When I get back from Clickhouse to Postgres, I am always shocked. Like, what it is doing for some minutes importing this 20G dump? Shouldn't it take seconds?

joshstrange a day ago | parent [-]

Every time I use Clickhouse I want blow my brains out, especially knowing that Postgres exists. I’m not saying Clickhouse doesn’t have its place or that Postgres can do everything that Clickhouse can.

What I am saying is that I really dislike working in Clickhouse with all of the weird foot guns. Unless you are using it in a very specific, and in my opinion, limited way, it feels worse than Postgres in every way.

mdaniel a day ago | parent | next [-]

Anything in my life that uses Zookeeper or its dumbass etcd friend means I'm going to have a real bad time. I am thankful they're at least shipping their own ZK-ish but it seems to have fallen into the same trap as etcd, where membership has to be managed like the precious little pets that they are https://clickhouse.com/docs/guides/sre/keeper/clickhouse-kee...

jiggawatts 19 hours ago | parent [-]

Zookeeper in the only clustering product I’ve ever used that actively refused to start a cluster after an all-nodes stop/start.

It blows my mind that a high availability system would purposefully prevent availability as a “feature”.

sciurus 3 hours ago | parent [-]

Although this is oversimplifying things [0], in the face of partitions zookeeper emphasizes consistency over availability.

[0] https://martin.kleppmann.com/2015/05/11/please-stop-calling-...

valyala 6 hours ago | parent | prev | next [-]

Just don't use ClickHouse for OLTP tasks.
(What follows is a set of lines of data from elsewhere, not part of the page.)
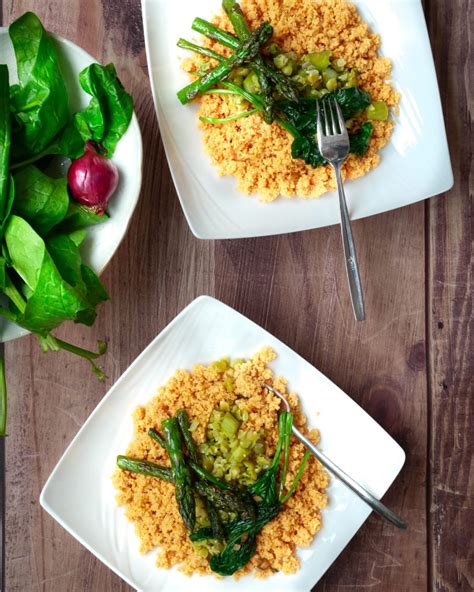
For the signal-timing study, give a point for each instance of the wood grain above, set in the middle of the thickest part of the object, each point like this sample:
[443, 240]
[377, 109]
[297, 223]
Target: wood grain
[449, 313]
[408, 365]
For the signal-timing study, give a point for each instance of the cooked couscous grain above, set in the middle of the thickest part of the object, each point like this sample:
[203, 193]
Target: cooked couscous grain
[259, 155]
[150, 503]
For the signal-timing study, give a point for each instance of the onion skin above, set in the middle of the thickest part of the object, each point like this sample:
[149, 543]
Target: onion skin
[92, 179]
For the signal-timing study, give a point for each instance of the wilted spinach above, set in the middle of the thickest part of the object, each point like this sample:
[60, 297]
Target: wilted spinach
[302, 116]
[41, 200]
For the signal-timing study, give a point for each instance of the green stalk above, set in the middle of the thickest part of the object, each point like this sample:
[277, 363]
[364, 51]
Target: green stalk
[184, 491]
[286, 452]
[209, 30]
[282, 83]
[3, 394]
[55, 344]
[246, 51]
[257, 102]
[220, 91]
[230, 117]
[298, 476]
[207, 476]
[205, 51]
[237, 18]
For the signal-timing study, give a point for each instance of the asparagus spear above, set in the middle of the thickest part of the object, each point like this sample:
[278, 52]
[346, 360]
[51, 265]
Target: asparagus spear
[237, 18]
[207, 476]
[282, 83]
[245, 52]
[182, 477]
[144, 467]
[183, 422]
[209, 53]
[215, 520]
[226, 500]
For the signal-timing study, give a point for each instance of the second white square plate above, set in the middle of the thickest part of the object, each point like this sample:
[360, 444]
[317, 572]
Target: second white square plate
[415, 163]
[80, 496]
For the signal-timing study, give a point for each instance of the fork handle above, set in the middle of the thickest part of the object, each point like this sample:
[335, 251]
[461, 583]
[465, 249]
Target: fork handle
[376, 505]
[350, 255]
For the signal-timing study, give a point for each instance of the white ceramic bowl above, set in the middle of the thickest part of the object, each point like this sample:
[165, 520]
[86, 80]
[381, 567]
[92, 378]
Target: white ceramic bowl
[80, 496]
[415, 163]
[102, 240]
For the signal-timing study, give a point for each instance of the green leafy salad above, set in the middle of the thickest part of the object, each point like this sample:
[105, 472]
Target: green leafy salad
[281, 86]
[43, 216]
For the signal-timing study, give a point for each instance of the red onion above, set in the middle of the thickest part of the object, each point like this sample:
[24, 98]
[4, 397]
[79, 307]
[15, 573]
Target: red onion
[92, 179]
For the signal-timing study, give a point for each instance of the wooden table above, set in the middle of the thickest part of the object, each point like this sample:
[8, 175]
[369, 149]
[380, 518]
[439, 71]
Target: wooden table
[409, 365]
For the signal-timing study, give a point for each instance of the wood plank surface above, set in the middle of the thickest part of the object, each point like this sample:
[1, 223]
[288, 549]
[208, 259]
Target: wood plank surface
[449, 314]
[408, 365]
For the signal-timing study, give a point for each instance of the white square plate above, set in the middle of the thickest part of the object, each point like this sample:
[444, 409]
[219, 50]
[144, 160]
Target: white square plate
[415, 164]
[80, 496]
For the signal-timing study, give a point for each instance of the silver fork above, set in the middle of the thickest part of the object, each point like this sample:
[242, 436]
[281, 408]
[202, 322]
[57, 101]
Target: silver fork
[358, 489]
[333, 141]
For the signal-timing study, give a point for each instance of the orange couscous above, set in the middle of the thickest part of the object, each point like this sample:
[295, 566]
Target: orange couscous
[150, 503]
[259, 155]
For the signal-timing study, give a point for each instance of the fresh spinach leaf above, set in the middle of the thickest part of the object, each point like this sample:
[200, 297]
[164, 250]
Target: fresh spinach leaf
[50, 300]
[360, 140]
[110, 110]
[5, 129]
[39, 103]
[96, 293]
[40, 200]
[79, 217]
[66, 255]
[3, 264]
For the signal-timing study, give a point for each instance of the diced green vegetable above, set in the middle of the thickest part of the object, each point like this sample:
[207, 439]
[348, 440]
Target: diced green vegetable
[230, 425]
[378, 110]
[320, 60]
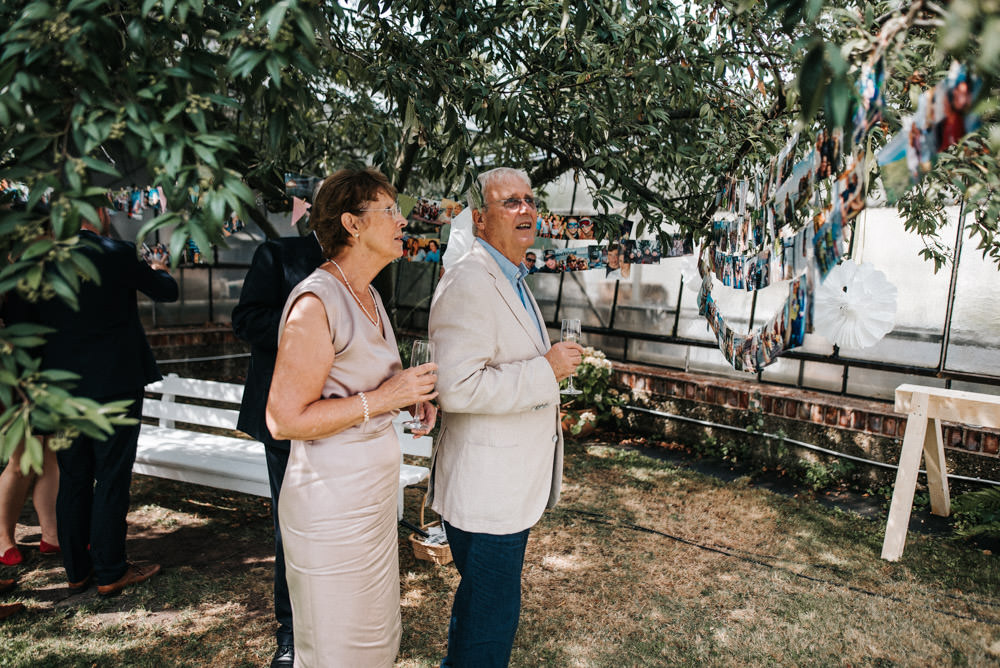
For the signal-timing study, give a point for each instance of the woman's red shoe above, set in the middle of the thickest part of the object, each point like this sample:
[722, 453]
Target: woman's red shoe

ClickHouse is an analytical database, which isn't optimized for transactional workloads. Keep calm and use Postgresql for OLTP, and ClickHouse for OLAP.

atemerev a day ago | parent | prev [-]

I mostly need analytics, all data is immutable and append-only.

joshstrange a day ago | parent [-]

And that’s exactly the limited-ness I’m talking about. If that works for you, Clickhouse is amazing. For things like logs I can 100% see the value.

Other data that is ETL’d and might need to update? That sucks.

edmundsauto a day ago | parent | next [-]

There are design patterns / architectures that data engineers often employ to make this less "sucky". Data modeling is magical! (Specifically talking about things like datelist and cumulative tables)

slt2021 21 hours ago | parent | prev | next [-]

you are doing data warehousing wrong, need to learn basics of data warehousing best practices.

Data Warehouse consists of Slowly Changing Dimensions and Facts. none of these require updates

atemerev a day ago | parent | prev [-]

If you can afford rare, batched updates, it sucks much less.

Anyway, yes, if your data is highly mutable, or you cannot do batch writes, then yes, Clickhouse is a wrong choice. Otherwise... it is _really_ hard to ignore 50x (or more) speedup.

Logs, events, metrics, rarely updated things like phone numbers or geocoding, archives, embeddings... Whoooop — it slurps entire Reddit in 48 seconds. Straight from S3. Magic.

If you still want really fast analytics, but have more complex scenarios and/or data loading practices, there's also Kinetica... if you can afford the price. For tiny datasets (a few terabytes), DuckDB might be a great choice too. But Postgres is usually a wrong thing to make work.